Lan ne sembla pas vraiment remarquer tout ce manège.

— Je ne peux pas…, soupira-t-il, accablé. (Il releva la tête, ses yeux bleus brillant de fureur, mais quand il parla, sa voix ne tremblait plus.) Agelmar, je suis un Champion. (Il regarda les trois garçons, puis Moiraine.) Dès l’aube, je partirai pour la Flétrissure.

— Alors, toi, Moiraine Sedai, viendras-tu avec nous ? Une seule Aes Sedai peut faire toute la différence.

— C’est impossible, seigneur Agelmar… J’en suis navrée, car cette bataille est importante – d’autant plus que les Trollocs n’attaquent pas le Shienar par hasard. Mais notre combat, le véritable affrontement contre le Ténébreux, se déroulera devant l’Œil du Monde. Tu as une guerre à faire, seigneur, et nous en avons une autre.

— Tu ne veux pas dire que c’est perdu d’avance ? s’écria Agelmar.

Si incroyable que ce fût, le roc de Fal Dara était ébranlé.

— Rien n’est joué… Si nous gagnons, il n’y aura peut-être plus jamais de danger.

— Trouveras-tu l’Œil du Monde, Aes Sedai ? Si la victoire contre le Ténébreux en dépend, autant nous ouvrir tout de suite les veines. Bien des gens ont tenté en vain de le trouver…

— Je peux réussir, seigneur. Tout espoir n’est pas encore perdu.

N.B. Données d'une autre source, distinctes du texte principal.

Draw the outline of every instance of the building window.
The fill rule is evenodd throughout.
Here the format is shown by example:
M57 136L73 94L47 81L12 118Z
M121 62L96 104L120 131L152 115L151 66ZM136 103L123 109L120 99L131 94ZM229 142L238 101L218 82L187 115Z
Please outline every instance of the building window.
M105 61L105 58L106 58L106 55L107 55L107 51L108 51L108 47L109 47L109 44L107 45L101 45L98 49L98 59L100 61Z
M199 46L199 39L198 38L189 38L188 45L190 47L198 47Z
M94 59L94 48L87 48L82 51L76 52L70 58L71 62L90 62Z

Agelmar dévisagea Moiraine, puis il s’intéressa à ses compagnons. Nynaeve et Egwene l’intriguèrent beaucoup, sans doute à cause de leurs simples tenues de paysannes – un contraste frappant avec la robe de soie de l’Aes Sedai, même si les trois femmes étaient couvertes de poussière après leur voyage.

— Ce sont des Aes Sedai ? demanda Agelmar, dubitatif.

Quand Moiraine secoua la tête, il sembla encore plus troublé. Étudiant les trois garçons, il laissa son regard peser un court instant sur l’épée toujours enveloppée de tissu rouge.

— Tu as une bien curieuse escorte, Aes Sedai… Un seul guerrier… (Il jeta un coup d’œil à Perrin – ou plutôt à sa hache.) Peut-être deux… Mais des gamins, ou quasiment ! Permets-moi de te prêter des hommes, Moiraine Sedai… Cent lances de plus ou de moins ne feront aucune différence sur la brèche de Tarwin. Toi, il te faudra davantage qu’un Champion et trois… jouvenceaux. Les deux femmes ne t’aideront pas, sauf si ce sont des Aielles déguisées. Cette année, la Flétrissure est pire que jamais. Elle… s’agite.